Uploading my own voice profile for the assistant?

jobyjreuben · May 3, 2021, 4:07pm

Hello community,

Happy to look on to the Mycroft Project. I would like to know how Mycroft updates/ uploads each voice profile and I would like to make my own voices as my voice profile in Mycroft. If I can get any discussion/links/studies/documents for it would be useful. And also I would like to know what format, specific info about the dataset of the voice to upload for the profile

Thank you in advance

ChanceNCounter · May 3, 2021, 6:38pm

Can you clarify which part of the tech stack you mean?

If you’d like to replace Mycroft’s voice with one based on your own, this would require a third-party text to speech system. There are several, and they are not hard to plug in, but getting a large enough corpus to generate a good voice is a tremendous undertaking. The no-longer-Mozilla one uses a single, public corpus to generate only a handful of voices. Untold thousands of samples, of many different people, repeatedly blended with ML… lots of work.

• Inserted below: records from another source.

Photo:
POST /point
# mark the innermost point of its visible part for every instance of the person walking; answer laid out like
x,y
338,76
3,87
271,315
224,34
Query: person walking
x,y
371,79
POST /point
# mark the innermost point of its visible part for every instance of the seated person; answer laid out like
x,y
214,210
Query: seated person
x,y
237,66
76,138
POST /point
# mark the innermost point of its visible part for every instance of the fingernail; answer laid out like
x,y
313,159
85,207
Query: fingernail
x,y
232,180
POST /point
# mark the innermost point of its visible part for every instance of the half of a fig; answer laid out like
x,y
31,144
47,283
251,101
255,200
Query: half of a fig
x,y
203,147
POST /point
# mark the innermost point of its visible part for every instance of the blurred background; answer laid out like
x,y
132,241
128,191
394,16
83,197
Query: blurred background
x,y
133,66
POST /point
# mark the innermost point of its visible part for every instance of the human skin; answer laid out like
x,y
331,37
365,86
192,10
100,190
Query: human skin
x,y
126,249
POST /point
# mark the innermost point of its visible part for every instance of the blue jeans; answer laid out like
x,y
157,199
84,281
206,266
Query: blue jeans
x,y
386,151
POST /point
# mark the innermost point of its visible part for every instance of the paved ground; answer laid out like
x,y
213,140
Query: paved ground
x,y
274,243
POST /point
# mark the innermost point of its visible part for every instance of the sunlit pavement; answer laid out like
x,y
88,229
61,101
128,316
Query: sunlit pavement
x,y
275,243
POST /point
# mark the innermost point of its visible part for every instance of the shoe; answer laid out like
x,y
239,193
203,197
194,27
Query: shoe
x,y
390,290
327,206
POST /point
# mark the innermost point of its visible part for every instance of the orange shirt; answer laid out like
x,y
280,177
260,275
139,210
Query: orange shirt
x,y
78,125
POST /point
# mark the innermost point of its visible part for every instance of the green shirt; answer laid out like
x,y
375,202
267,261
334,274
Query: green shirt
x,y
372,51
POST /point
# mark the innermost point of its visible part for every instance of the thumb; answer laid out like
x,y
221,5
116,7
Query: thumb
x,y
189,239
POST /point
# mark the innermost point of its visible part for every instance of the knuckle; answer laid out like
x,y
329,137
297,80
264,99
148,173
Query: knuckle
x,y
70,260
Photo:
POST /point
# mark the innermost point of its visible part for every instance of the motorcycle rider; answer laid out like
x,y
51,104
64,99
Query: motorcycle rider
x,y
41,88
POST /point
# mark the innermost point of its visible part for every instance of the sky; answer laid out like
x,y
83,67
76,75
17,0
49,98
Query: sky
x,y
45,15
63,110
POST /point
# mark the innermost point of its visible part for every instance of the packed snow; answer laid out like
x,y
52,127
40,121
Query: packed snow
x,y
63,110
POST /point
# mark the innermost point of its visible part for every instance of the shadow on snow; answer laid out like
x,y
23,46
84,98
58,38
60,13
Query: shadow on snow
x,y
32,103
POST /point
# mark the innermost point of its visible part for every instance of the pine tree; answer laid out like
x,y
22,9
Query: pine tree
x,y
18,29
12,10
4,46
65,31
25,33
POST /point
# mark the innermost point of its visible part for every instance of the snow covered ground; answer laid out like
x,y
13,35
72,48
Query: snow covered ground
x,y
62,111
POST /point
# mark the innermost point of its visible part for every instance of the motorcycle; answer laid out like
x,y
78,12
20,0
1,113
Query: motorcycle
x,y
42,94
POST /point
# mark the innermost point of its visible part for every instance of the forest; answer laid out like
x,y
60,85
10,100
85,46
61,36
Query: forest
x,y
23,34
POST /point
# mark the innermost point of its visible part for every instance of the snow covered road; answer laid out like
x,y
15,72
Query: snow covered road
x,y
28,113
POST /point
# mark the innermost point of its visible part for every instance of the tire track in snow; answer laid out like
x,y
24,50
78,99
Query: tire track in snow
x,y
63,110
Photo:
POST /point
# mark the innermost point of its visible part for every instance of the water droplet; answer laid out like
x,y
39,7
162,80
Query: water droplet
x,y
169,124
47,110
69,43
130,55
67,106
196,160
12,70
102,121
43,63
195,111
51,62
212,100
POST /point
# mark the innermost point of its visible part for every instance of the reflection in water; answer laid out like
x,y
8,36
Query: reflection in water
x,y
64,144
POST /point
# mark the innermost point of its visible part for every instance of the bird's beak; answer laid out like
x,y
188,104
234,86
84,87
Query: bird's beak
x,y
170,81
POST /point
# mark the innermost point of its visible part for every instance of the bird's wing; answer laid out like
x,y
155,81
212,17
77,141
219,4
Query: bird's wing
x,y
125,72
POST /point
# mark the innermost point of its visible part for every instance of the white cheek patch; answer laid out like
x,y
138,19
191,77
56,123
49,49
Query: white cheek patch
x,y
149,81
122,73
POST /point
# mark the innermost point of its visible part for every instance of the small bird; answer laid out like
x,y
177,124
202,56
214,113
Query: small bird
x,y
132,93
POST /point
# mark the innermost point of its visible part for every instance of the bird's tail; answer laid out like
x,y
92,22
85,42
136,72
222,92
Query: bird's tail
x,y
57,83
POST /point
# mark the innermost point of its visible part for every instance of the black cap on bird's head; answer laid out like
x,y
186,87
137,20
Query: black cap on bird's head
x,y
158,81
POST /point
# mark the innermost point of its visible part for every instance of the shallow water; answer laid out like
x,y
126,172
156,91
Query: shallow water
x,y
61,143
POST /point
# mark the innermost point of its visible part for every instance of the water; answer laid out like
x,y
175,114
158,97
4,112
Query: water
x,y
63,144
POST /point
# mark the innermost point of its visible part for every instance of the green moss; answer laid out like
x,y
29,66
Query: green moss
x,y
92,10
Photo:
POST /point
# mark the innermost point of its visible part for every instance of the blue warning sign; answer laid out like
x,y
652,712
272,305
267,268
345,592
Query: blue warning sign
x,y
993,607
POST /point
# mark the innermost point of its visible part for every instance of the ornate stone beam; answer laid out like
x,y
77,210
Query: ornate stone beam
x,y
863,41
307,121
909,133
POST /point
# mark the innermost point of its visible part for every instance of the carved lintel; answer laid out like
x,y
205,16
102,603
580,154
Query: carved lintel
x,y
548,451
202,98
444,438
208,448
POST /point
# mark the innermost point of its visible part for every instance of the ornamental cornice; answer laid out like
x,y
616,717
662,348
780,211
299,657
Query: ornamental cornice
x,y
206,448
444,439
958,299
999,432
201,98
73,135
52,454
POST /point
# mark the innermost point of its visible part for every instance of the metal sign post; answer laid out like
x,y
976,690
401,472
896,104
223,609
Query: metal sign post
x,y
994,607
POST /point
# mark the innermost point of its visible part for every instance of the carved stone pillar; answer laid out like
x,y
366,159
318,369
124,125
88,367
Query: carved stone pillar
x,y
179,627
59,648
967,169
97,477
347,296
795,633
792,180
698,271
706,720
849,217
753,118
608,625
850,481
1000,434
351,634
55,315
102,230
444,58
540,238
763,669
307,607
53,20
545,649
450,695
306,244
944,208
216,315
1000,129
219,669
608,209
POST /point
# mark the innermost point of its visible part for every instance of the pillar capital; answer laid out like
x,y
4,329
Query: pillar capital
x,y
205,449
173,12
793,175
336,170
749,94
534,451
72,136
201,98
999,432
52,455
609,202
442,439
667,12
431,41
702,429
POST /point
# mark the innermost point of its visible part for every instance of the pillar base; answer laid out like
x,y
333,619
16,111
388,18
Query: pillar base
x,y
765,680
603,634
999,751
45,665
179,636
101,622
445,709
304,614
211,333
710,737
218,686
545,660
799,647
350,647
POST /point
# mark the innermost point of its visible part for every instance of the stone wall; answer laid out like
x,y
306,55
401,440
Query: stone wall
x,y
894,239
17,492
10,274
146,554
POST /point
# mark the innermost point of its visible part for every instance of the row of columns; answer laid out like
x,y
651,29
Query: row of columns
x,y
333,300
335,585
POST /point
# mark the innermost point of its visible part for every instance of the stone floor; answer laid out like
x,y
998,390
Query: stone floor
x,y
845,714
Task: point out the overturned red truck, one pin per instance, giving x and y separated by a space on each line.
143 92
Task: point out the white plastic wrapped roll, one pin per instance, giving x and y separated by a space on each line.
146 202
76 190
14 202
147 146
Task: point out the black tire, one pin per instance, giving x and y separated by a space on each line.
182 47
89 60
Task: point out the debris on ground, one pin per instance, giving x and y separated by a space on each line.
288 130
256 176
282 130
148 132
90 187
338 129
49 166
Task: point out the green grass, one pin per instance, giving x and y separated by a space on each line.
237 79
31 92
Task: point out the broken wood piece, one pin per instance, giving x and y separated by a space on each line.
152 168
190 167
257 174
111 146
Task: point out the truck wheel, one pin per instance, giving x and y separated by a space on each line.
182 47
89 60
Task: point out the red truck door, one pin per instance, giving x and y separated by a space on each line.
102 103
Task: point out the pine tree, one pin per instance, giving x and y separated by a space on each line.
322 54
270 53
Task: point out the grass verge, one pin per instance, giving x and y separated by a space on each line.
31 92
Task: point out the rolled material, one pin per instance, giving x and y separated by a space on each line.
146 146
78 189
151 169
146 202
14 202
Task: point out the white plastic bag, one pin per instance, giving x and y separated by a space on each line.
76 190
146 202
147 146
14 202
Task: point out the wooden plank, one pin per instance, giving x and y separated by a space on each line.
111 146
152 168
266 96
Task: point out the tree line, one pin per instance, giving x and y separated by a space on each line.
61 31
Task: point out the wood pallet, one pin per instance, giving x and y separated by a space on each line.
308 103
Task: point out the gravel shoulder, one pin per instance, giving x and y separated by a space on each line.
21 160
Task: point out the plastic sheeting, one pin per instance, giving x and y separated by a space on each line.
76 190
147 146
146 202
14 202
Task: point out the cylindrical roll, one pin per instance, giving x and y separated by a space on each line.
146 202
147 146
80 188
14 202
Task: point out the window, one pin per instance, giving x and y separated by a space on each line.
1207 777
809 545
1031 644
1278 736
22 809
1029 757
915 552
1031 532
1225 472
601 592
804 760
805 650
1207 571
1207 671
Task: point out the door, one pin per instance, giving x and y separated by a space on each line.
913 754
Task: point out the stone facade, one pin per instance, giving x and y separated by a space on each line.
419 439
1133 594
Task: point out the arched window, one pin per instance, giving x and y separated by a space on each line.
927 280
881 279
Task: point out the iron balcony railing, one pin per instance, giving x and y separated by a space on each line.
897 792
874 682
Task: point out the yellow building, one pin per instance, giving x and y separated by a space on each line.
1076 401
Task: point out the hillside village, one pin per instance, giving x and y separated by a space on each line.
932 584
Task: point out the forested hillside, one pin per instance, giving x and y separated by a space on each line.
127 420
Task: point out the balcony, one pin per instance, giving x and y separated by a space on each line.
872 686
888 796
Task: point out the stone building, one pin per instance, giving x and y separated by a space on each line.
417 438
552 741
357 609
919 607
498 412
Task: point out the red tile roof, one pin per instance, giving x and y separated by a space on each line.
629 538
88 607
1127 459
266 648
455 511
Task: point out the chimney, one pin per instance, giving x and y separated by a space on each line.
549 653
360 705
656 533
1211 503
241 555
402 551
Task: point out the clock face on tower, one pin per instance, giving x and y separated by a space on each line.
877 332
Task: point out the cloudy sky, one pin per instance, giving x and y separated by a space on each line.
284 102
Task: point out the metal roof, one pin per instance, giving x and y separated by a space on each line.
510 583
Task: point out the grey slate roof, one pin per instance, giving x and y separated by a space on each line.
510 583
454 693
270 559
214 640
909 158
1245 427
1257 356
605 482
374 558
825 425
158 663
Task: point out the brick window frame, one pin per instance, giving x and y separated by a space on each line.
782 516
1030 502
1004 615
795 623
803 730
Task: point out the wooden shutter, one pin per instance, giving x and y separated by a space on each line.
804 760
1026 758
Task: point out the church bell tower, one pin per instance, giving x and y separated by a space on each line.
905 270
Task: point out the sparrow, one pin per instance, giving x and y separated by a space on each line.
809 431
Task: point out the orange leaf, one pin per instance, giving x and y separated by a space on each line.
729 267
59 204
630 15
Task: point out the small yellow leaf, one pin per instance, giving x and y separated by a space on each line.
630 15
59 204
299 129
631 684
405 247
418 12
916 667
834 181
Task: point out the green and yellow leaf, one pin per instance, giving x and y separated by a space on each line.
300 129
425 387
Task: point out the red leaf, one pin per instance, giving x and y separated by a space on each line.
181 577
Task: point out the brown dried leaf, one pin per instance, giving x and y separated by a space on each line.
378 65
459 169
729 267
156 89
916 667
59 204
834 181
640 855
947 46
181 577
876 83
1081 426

If you’d like to tune Mycroft to understand your voice better, again, making it use just your voice would be a huge undertaking and probably impossible. However, you could consider contributing samples to the no-longer-Mozila speech to text system, which is quite functional. This will make your samples part of the dataset that system uses and refines to interpret what you say.

If you’d like to teach Mycroft to recognize your voice, as of today, I don’t think that exists. Mycroft itself doesn’t have the feature, and the only community plugin I know of that ever tried, it never got anywhere (afaik) and has been abandoned for ages.

jobyjreuben · May 3, 2021, 6:52pm

Hello @ChanceNCounter

Thanks for your reply. To be clear I would like to change/replace Mycroft’s voice with the voice I would like to.

My ultimate aim is to make a feature to clone any voice in the world and make it as their Mycroft’s voice

Using the repo (given below) we can able to clone voices using an original voice, thus convert every text to speech using it.

If I could send the Mycroft’s AI replies(text) to the cloning software and thus making it to convert the replies from text to speech would be possible I think, but it will take speech synthesis time, processing time, etc and also need a good GPU for it. Thus it won’t be feasible.

So I thought of knowing how Mycroft have uploaded their default voices data into the core Mycroft AI program. Thus I can be able to export the cloned voice data and import to Mycroft core. This may reduce all the processing time.

In simple kind of want to export the cloned voice data and import to Mycroft core. So needed to know how Mycroft uploads their voices, etc. File type, all the infos regarding it.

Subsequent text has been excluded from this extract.